Приехав, я быстренько выпила подряд три чашки
чая и почувствовала, что начинаю согреваться. Потом покормила Юлю, сунула в
духовку сляпанный наскоро кекс и решила чуть-чуть отдохнуть у телевизора.
Программа обещала обожаемых мной «Ментов», и я в предвкушении удовольствия
устроилась в кресле. Милый детектив, чашечка ароматного кофе, пара шоколадных
конфет… Ну что еще надо человеку для счастья? Только одно – чтобы его не
трогали, и, честно говоря, я не ожидала неприятностей. Сережка уехал на два дня
в Петербург, Катя дежурит, Юлечка спит, а Кирюшка корпит над уроками…

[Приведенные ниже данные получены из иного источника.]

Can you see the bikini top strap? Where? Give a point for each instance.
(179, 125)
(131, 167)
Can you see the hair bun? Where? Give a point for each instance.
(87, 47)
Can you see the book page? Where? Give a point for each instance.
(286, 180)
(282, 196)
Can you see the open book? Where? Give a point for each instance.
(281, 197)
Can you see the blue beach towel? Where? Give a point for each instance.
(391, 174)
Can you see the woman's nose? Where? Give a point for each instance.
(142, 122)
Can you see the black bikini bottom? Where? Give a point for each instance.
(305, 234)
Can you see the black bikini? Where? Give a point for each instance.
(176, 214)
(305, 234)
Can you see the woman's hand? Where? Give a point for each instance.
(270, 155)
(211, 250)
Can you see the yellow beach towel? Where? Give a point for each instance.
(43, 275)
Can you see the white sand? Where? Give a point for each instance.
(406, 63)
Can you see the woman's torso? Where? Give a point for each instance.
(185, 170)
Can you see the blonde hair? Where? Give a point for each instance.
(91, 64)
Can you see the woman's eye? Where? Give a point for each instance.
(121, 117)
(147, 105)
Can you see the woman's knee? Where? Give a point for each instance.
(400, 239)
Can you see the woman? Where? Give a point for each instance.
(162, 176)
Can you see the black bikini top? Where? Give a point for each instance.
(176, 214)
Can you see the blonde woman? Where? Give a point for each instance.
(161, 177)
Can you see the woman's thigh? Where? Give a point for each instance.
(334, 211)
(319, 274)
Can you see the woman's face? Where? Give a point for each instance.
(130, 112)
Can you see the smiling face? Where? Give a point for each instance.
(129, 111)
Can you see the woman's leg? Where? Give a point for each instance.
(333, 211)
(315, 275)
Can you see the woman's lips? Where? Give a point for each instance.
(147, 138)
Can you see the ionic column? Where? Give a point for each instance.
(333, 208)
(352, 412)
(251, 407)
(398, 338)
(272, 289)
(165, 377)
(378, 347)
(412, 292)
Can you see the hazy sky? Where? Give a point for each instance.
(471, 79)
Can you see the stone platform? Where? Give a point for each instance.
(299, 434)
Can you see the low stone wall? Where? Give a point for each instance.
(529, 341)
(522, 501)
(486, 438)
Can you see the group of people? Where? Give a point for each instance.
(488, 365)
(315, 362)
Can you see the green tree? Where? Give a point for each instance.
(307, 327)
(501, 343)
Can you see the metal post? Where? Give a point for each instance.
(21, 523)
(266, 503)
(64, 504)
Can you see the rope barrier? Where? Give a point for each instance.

Но не успела на экране появиться знакомая
заставка, как в комнату всунулась растрепанная голова, и Кирюшка трагическим
шепотом произнес:
– Все, пропал!
– Ну, что еще? – весьма недовольно
пробормотала я, смотря одним глазом на экран, где Ларин как раз обнаружил
очередной труп.
– Пропал, – повторил Кирюшка и
отчаянно зашмыгал носом.
Поняв, что спокойно посмотреть кино не
удастся, я с сожалением покосилась на телевизор и безнадежно поинтересовалась:
– В чем проблема?
– Задали…
– Только не алгебра, – быстренько
прервала я его, – я ничего не смыслю в математике.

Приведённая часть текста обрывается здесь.